Our finding has some potential clinical implications. Our data suggest that the better result with RA with reference to AKI is at least partially influenced by confounding factors, most probably bleeding, hemodynamic impairment, age, renal dysfunction on admission, and the contrast volume/GFR ratio. However, in daily practice, RA should be preferred whenever possible. From a clinical point of view, it is irrelevant whether RA is associated with a better outcome per se or if the better outcome is linked to fewer bleeding events and lower rates of other complications due to RA. This is particularly true for patients with a higher bleeding risk (women, older patients, underweight patients, and patients with renal dysfunction) [36]. In addition, early nephroprotective strategies to decrease contrast-induced renal injury, such as low contrast volume, crystalloid infusions, measures to ensure optimal hemodynamics, and discontinuation of nephrotoxic drugs, might provide a significant long-term benefit [27]. It is important to note that radial PCI in patients with MI should only be performed by an experienced radial operator [12, 13].
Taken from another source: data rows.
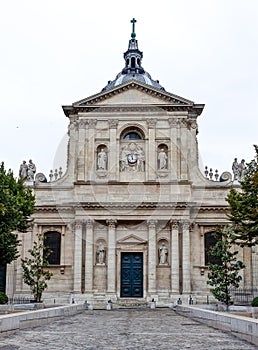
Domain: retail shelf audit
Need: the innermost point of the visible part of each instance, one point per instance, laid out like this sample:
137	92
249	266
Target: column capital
174	122
151	123
185	224
89	223
152	223
92	123
174	224
113	123
82	123
78	224
111	223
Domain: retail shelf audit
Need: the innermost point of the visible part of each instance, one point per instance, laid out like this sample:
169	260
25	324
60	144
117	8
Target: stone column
174	257
152	256
62	253
192	145
174	156
111	268
113	161
151	165
77	265
183	150
89	257
186	262
91	154
72	149
81	151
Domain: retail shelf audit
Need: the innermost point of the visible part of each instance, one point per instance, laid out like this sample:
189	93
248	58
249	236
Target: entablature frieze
130	108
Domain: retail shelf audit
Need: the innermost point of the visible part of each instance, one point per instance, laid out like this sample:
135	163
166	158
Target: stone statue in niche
132	158
238	169
27	171
31	170
163	254
101	254
102	160
162	160
23	172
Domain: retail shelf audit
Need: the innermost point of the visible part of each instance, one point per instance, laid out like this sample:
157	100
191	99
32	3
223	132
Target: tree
35	274
224	275
16	206
243	210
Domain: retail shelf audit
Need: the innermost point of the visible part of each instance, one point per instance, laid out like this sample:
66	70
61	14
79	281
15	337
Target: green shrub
255	302
3	298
In conclusion, our data suggest that the lower incidence of AKI in RA patients might be at least partially influenced by confounding factors.

Limitations

This was an observational and a single-center study. The data about blood pressure and Killip class on admission and evidence-based medical therapy (except for P2Y12 receptor antagonists) after PCI were not available for a sufficient number of patients for these factors to be considered in the evaluation. Other limitations of our study are that the propensity-matching technique cannot adjust for residual confounders and that the baseline number of subjects in each group is somewhat unbalanced, suggesting that the shift from FA to RA has probably happened only recently. Furthermore, we were unable to determine when the shift from FA to RA actually occurred because this has almost certainly been a progressive transition. In previous years, operators were more likely to select less impaired patients for RA, as shown by the lower prevalence of heart failure, anemia, ST- elevation MI patients, and PCI of the left main and left anterior descending arteries in the RA group. Therefore, the results might be different if the propensity-matched population was larger.

Conclusion

Patients with RA suffered less AKI. However, the access site was not independently associated with a lower incidence of AKI in patients with MI in both non-matched and propensity-matched cohorts. Our study result suggests that the lower incidence of AKI in patients treated with RA in an unmatched cohort might be at least partially influenced by confounding factors, particularly bleeding.